Tales programas se enfocan, en su mayoría, a jóvenes de áreas urbanas empobrecidas, de zonas rojas. Se pretende alejarlos del crimen y se busca crear otras alternativas, como el deporte, el arte o la formación técnica. Existen varios esfuerzos de distinta naturaleza. Algunos son gubernamentales o municipales, otros son impulsados por agencias de cooperación internacional y otros son esfuerzos más locales, de oenegés, Iglesias o agrupaciones locales. Dependiendo de ello y de sus motivaciones, así son los alcances. Me refiero a que algunos programas solamente buscan sumarse a la propaganda electoral, otros se conforman con cumplir los requisitos de la cooperación y otros son mucho más genuinos y con mística, tales que las comunidades llegan a apropiárselos.

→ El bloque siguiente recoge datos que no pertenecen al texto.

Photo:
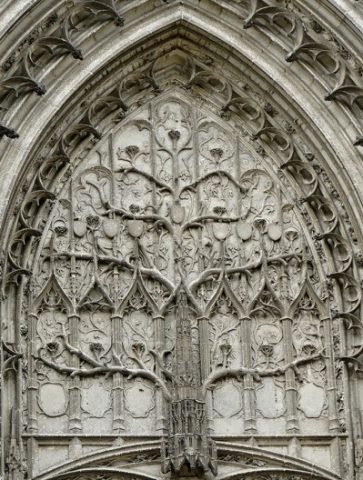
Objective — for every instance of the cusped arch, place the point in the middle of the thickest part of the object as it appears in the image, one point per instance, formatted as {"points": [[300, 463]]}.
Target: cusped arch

A los jóvenes se los extrae de su realidad y se los lleva a lugares donde se les habla de otras cosas que les permitan apartarse y ver más allá de su barrio y de las historias de violencia que a diario se viven no solo en las calles, sino en sus propios hogares. Son espacios donde niñas, niños y jóvenes tienen acceso a actividades que de otra forma no podrían llevar a cabo, como clases de teatro, de baile, etcétera, lo cual puede llegar a tener repercusiones positivas en sus sueños y en su forma de ver, entender y relacionarse con la vida.
Pero lo cierto es que estos programas, sea cual sea su modalidad, o por más integral que sea su enfoque, tienen presencia objetiva en la vida de los beneficiarios solo por algunas horas al día o a la semana. Cuando estos regresan a su barrio y a su casa, la realidad sigue intacta. La pobreza, la desigualdad, la injusticia, la corrupción y la impunidad se materializan allí, en su cuadra, en su choza, en su familia y en sus amistades.
La prevención de la violencia no se puede reducir a clases de futbol o de inglés. De nada sirven las capacitaciones técnicas si no hay quién emplee a estos y estas jóvenes y les pague salarios dignos. Insuficientes son los esfuerzos si el conjunto de la sociedad constantemente les envía mensajes de no sirves, no vales, no existes; si no hay posibilidades de acceder a los derechos que consideramos básicos: la vida, la familia, vivienda, educación, salud, trabajo, recreación, transporte, etc. Aquí esos derechos se elevan a la categoría de privilegios para otros pocos.
He escuchado muchos testimonios alentadores y esperanzadores de hombres y mujeres que, en medio de contextos adversos y llenos de violencia, han salido adelante y se han convertido en mensajeros de paz. Casi todos lo han hecho de la mano de alguna de estas organizaciones. Y me parecen esfuerzos dignos de admirar, documentar e imitar. Pero a la vez he visto lugares donde las condiciones materiales y objetivas del empobrecimiento van profundizando y robusteciendo cada vez más los círculos viciosos de la pobreza-violencia, casi sin ninguna esperanza de que estas condiciones cambien.
¿Qué tanto se puede alcanzar a través de estos programas de prevención mientras las condiciones estructurales sigan siendo las mismas? ¿Qué tanto se puede lograr cuando el Estado mismo, en lugar de mejorar las condiciones de vida, se convierte en un actor central en la producción y reproducción de la violencia?
Hace unos días platicaba sobre esto con un compañero con más de 20 años de experiencia de trabajo en estos temas. Me decía que lamentablemente sí, que duele en el alma aceptarlo, pero que este tipo de organizaciones, más que prevención de la violencia, son un paliativo. No obstante, me dijo algo mucho más importante: «Estaríamos mucho peor si no existiéramos». Y para ellos mi reconocimiento por creer y actuar frente a una realidad que nos bombardea con la desesperanza, la frustración y la impotencia —que a la mayoría nos inmoviliza—. Tal vez lo más cercano que hay a la fe.